Ignacio Camacho-ABC

  • El pulso al poder judicial está en punto crítico. O triunfa la separación de poderes o el sistema se precipita al abismo

El conflicto con la justicia es el hecho clave del mandato sanchista. Todos los gobiernos de la democracia han tenido problemas judiciales, algunos muy serios, digeridos con mayor o menor respeto, pero sólo el actual ha llevado la cuestión al enfrentamiento abierto. En realidad se trataba de una colisión inevitable, habida cuenta de que esta legislatura quedó viciada desde su mismo nacimiento por el monumental desafío a las reglas del juego que suponía una amnistía encajada en el ordenamiento a martillazos tan groseros que su aplicación aún está pendiente de la revisión del tribunal europeo.

Pedro Sánchez llegó al poder sin mayoría, mediante una alianza con fuerzas de trayectoria delictiva: legatarios de ETA y promotores convictos de la entonces reciente insurrección separatista. Una afinidad política por las malas compañías que en términos psiquiátricos se aproxima mucho al llamado ‘síndrome de Bonnie and Clyde’ o fenómeno de hibristofilia. Pero fue el pacto bastardo con Puigdemont el paso que cruzó la última línea, la del desbordamiento constitucional y la reducción del espíritu y la letra de la Carta fundacional a un mero enunciado relativista sin autoridad jurídica. Ese salto cualitativo proyectó la sombra de una investidura ilegítima.

Desautorizados de manera desaprensiva y hostil, los jueces han visto amenazada su autonomía jurisdiccional y cuestionada su función en el mecanismo de equilibrios democráticos. Y la situación se ha agravado al estallar escándalos de corrupción que afectan al Ejecutivo, al Partido Socialista y al propio presidente en su ámbito familiar más inmediato. Los inaceptables ataques al trabajo de la magistratura, acusada de conspiración en un tono cada vez más alto, han provocado un choque institucional que sacude la estructura del Estado.

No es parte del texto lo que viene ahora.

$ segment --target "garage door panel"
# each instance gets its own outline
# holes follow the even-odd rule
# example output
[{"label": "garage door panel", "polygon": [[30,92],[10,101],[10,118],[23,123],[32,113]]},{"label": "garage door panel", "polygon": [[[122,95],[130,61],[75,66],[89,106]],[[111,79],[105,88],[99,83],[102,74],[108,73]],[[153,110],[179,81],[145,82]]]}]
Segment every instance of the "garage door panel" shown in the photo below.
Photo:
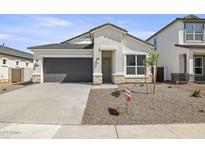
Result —
[{"label": "garage door panel", "polygon": [[92,82],[92,58],[45,58],[44,82]]}]

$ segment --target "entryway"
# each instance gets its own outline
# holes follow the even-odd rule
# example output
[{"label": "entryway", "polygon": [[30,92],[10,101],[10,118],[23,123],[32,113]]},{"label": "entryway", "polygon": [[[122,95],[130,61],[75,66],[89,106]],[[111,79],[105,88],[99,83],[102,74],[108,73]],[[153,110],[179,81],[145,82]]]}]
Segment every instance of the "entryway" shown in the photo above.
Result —
[{"label": "entryway", "polygon": [[12,69],[12,83],[21,82],[21,69]]},{"label": "entryway", "polygon": [[102,74],[103,83],[112,82],[112,52],[102,52]]}]

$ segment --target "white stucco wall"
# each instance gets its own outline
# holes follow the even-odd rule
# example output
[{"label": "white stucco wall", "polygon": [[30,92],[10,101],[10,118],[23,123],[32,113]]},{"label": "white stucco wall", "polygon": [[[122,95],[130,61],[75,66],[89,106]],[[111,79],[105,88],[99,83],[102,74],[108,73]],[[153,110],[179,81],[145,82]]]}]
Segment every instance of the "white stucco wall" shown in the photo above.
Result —
[{"label": "white stucco wall", "polygon": [[[136,39],[127,36],[125,33],[105,27],[93,34],[94,37],[94,58],[93,70],[94,75],[102,75],[101,65],[102,49],[113,52],[113,75],[125,75],[125,58],[126,54],[148,54],[151,51],[151,46],[142,43]],[[99,63],[96,59],[99,58]]]},{"label": "white stucco wall", "polygon": [[[33,49],[34,64],[33,75],[40,75],[43,82],[43,58],[44,57],[90,57],[93,58],[93,75],[102,76],[102,52],[112,52],[112,75],[125,75],[126,54],[148,54],[151,46],[133,39],[125,32],[112,27],[105,27],[91,32],[93,49]],[[80,44],[87,40],[75,39],[71,43]],[[98,60],[97,60],[98,59]]]},{"label": "white stucco wall", "polygon": [[[6,64],[3,64],[3,59],[6,59]],[[16,61],[19,61],[18,65],[16,65]],[[28,66],[26,66],[27,62]],[[9,68],[30,68],[32,70],[33,61],[0,54],[0,80],[10,80]]]},{"label": "white stucco wall", "polygon": [[155,37],[148,40],[154,44],[154,38],[157,40],[157,51],[159,52],[159,66],[165,69],[164,79],[171,80],[171,73],[179,73],[179,54],[188,52],[188,49],[176,47],[175,44],[181,42],[179,31],[184,29],[184,24],[177,21]]}]

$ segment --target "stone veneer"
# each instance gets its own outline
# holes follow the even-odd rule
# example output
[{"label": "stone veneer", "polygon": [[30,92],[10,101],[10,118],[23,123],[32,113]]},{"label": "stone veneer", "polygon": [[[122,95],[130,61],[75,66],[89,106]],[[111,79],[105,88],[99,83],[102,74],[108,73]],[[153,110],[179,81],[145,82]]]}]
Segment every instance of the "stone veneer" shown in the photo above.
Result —
[{"label": "stone veneer", "polygon": [[93,75],[93,84],[102,84],[102,75]]},{"label": "stone veneer", "polygon": [[34,83],[41,82],[41,76],[40,75],[33,75],[32,76],[32,82],[34,82]]}]

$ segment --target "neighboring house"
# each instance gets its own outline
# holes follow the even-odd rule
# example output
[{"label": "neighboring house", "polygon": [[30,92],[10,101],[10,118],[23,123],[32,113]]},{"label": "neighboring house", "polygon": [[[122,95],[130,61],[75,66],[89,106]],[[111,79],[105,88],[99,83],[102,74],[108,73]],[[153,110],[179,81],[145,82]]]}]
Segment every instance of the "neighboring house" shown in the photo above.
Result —
[{"label": "neighboring house", "polygon": [[177,18],[146,41],[160,54],[164,80],[205,80],[205,19]]},{"label": "neighboring house", "polygon": [[0,82],[29,81],[32,72],[32,54],[0,45]]},{"label": "neighboring house", "polygon": [[29,47],[35,82],[127,83],[144,79],[143,60],[154,46],[113,24],[67,41]]}]

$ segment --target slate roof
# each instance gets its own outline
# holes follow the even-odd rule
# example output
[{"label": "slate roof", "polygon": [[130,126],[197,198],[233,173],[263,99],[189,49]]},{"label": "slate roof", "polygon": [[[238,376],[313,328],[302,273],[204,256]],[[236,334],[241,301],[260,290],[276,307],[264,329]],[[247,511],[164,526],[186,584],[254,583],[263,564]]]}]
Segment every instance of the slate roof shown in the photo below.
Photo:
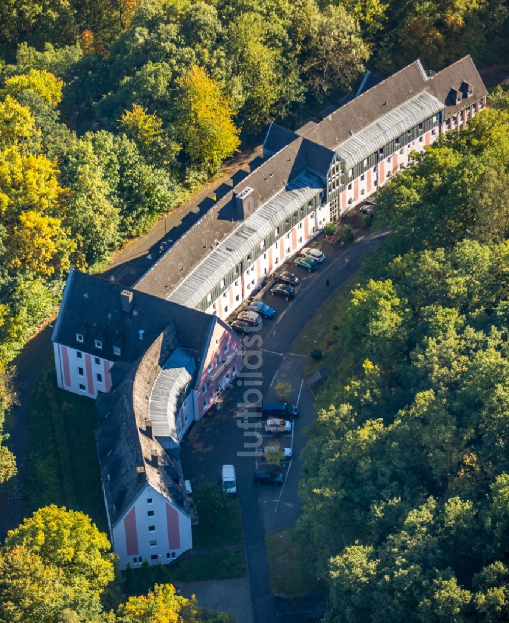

El sanchismo exige togados sumisos, acostumbrado como está a invadir todo el espacio público con fámulos a su servicio. Sucede que en su ofensiva ofrece el flanco débil de un entorno poco limpio. El inédito espectáculo de un fiscal general procesado hablando en nombre de la carrera ante los magistrados que con alta probabilidad lo van a someter a juicio culmina por ahora una anomalía a punto de alcanzar el grado crítico en que o triunfa la separación de poderes o el sistema entero se precipita al abismo.

El discurso firme de la presidenta del Supremo permite albergar cierta esperanza de que la ley y sus garantías prevalezcan sobre la atmósfera espesa de una confrontación atizada con técnicas populistas y voluntad literalmente torticera, es decir, injusta, no conforme a derecho (DRAE), de arbitrariedad manifiesta. La diferencia entre un régimen liberal y una autocracia reside en la superioridad de la norma como herramienta reguladora de la convivencia. Y no es necesario señalar lo que pasa en una sociedad abierta cuando ese principio elemental se quiebra.